Before signing with Major League Baseball, Pulido originally pitched for the Mexico City Reds of the Mexican League. In 1983, he won 17 games for the Reds while only losing three. After winning three games in the Mexican League playoffs, the Pittsburgh Pirates signed him to a contract, and brought him into the major leagues at the end of August 1983, saying that he had "Valenzuela-type stuff". He made his major league debut on September 5 against the St. Louis Cardinals, pitching the first two innings of the game and allowing two earned runs in his only appearance that season. He spent most of the 1984 season in the minor leagues with the Hawaii Islanders, winning 18 games, losing six, and posting an earned run average (ERA) of 2.54. In his lone major league appearance of 1984, he pitched for two innings against the Cardinals, allowing two runs on three hits. On December 20, 1984, Pulido was traded by the Pirates, along with Dale Berra and Jay Buhner, to the New York Yankees for Tim Foli, Steve Kemp and cash.

Pulido spent the 1985 season with the Columbus Clippers in the Yankees' minor league system. He played in 31 games for the Clippers, finishing the season with 11 wins, eight losses, and a 3.39 ERA. In 1986, Pulido spent some time on the major league squad.
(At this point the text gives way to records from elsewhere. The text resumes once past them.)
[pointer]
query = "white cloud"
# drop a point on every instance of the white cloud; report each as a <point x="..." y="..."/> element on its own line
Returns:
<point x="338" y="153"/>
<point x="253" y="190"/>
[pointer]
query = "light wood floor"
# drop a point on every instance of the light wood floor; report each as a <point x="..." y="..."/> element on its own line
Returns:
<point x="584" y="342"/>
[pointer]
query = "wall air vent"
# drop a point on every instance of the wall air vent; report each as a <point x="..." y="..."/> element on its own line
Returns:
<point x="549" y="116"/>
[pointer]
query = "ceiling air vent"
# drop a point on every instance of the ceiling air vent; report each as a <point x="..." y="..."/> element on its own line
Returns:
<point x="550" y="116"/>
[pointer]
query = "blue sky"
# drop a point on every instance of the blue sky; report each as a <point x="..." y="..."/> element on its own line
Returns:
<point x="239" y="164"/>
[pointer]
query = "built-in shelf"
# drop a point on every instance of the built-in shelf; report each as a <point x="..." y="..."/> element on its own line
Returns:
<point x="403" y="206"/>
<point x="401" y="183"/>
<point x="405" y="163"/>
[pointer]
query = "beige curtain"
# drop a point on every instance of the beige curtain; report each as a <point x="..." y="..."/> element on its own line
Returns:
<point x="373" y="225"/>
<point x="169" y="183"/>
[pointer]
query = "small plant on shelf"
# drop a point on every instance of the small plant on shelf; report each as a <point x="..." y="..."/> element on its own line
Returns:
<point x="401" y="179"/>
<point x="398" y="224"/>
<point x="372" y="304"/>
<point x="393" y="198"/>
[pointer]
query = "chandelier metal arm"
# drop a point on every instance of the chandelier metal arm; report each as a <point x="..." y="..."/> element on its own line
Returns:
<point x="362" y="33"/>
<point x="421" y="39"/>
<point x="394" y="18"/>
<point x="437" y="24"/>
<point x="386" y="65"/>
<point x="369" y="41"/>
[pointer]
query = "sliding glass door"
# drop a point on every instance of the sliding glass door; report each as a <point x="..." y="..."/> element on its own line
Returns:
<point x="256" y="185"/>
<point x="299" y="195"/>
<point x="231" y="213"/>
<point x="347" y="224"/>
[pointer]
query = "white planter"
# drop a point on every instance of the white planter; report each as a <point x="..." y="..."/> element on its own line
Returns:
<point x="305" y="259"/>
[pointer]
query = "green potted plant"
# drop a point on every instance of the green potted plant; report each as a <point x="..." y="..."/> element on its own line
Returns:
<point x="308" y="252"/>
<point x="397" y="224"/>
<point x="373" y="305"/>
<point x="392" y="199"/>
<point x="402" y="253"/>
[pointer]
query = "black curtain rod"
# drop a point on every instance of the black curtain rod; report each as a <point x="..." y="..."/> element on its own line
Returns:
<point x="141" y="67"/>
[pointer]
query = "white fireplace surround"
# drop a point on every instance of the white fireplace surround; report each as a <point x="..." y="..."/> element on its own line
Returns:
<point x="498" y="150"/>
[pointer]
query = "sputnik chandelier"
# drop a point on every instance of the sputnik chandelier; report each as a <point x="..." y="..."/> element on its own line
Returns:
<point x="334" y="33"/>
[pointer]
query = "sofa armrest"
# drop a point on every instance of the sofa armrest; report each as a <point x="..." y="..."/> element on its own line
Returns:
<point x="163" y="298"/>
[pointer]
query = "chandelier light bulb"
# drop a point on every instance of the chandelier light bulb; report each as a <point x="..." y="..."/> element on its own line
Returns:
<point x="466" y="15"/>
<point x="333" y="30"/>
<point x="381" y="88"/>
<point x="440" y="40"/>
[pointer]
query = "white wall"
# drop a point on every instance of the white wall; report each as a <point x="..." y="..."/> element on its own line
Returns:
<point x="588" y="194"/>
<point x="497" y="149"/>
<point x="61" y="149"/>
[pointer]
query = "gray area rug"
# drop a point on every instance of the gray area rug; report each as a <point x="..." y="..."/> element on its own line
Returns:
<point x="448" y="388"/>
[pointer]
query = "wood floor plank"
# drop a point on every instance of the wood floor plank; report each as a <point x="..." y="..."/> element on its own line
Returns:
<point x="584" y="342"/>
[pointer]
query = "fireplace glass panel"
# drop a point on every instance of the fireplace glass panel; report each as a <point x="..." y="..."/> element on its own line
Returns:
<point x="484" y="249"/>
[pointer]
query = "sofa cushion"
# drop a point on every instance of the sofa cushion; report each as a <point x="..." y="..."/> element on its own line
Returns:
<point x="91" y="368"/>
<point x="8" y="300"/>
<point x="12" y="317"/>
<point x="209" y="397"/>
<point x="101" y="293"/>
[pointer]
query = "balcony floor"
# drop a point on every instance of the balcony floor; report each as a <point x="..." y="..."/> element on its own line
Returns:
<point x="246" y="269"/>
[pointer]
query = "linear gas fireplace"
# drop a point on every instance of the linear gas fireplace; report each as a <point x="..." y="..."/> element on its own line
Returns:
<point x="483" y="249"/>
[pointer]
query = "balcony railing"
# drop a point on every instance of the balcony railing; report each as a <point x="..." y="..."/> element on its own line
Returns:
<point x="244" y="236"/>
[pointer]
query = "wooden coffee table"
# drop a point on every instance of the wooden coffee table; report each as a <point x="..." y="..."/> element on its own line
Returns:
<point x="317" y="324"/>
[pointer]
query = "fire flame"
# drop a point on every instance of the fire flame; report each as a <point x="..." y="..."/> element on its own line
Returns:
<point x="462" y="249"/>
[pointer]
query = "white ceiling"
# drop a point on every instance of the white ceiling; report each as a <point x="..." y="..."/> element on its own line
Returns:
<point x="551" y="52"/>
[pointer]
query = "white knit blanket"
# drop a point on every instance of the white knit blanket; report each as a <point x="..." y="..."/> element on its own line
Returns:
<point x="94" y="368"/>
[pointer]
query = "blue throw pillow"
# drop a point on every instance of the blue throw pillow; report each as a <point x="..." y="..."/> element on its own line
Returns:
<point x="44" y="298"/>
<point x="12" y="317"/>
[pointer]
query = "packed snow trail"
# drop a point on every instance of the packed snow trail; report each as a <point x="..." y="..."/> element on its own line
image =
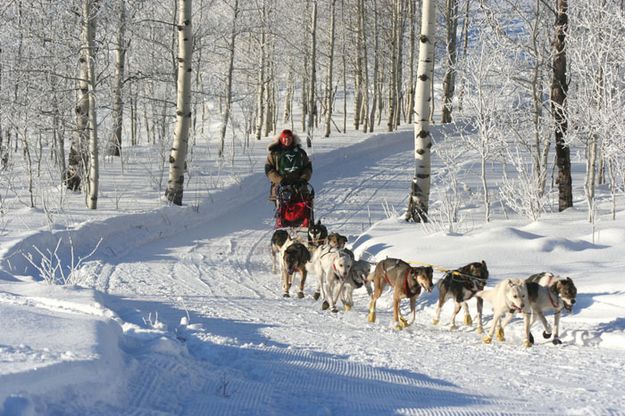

After starting the season in the minors, the Yankees placed Tommy John on the injured list with a strained achilles tendon and recalled Pulido in June. He made his season debut later that month and pitched ten games in his final major league season. He played his final major league game on September 1, finishing the season with a win and a loss in ten appearances, with a 4.70 ERA. He spent the full 1987 season with the Clippers, playing in 34 games, winning nine and losing five.

After 1987, Pulido returned to the Mexican League, and by 1990 he was out of baseball.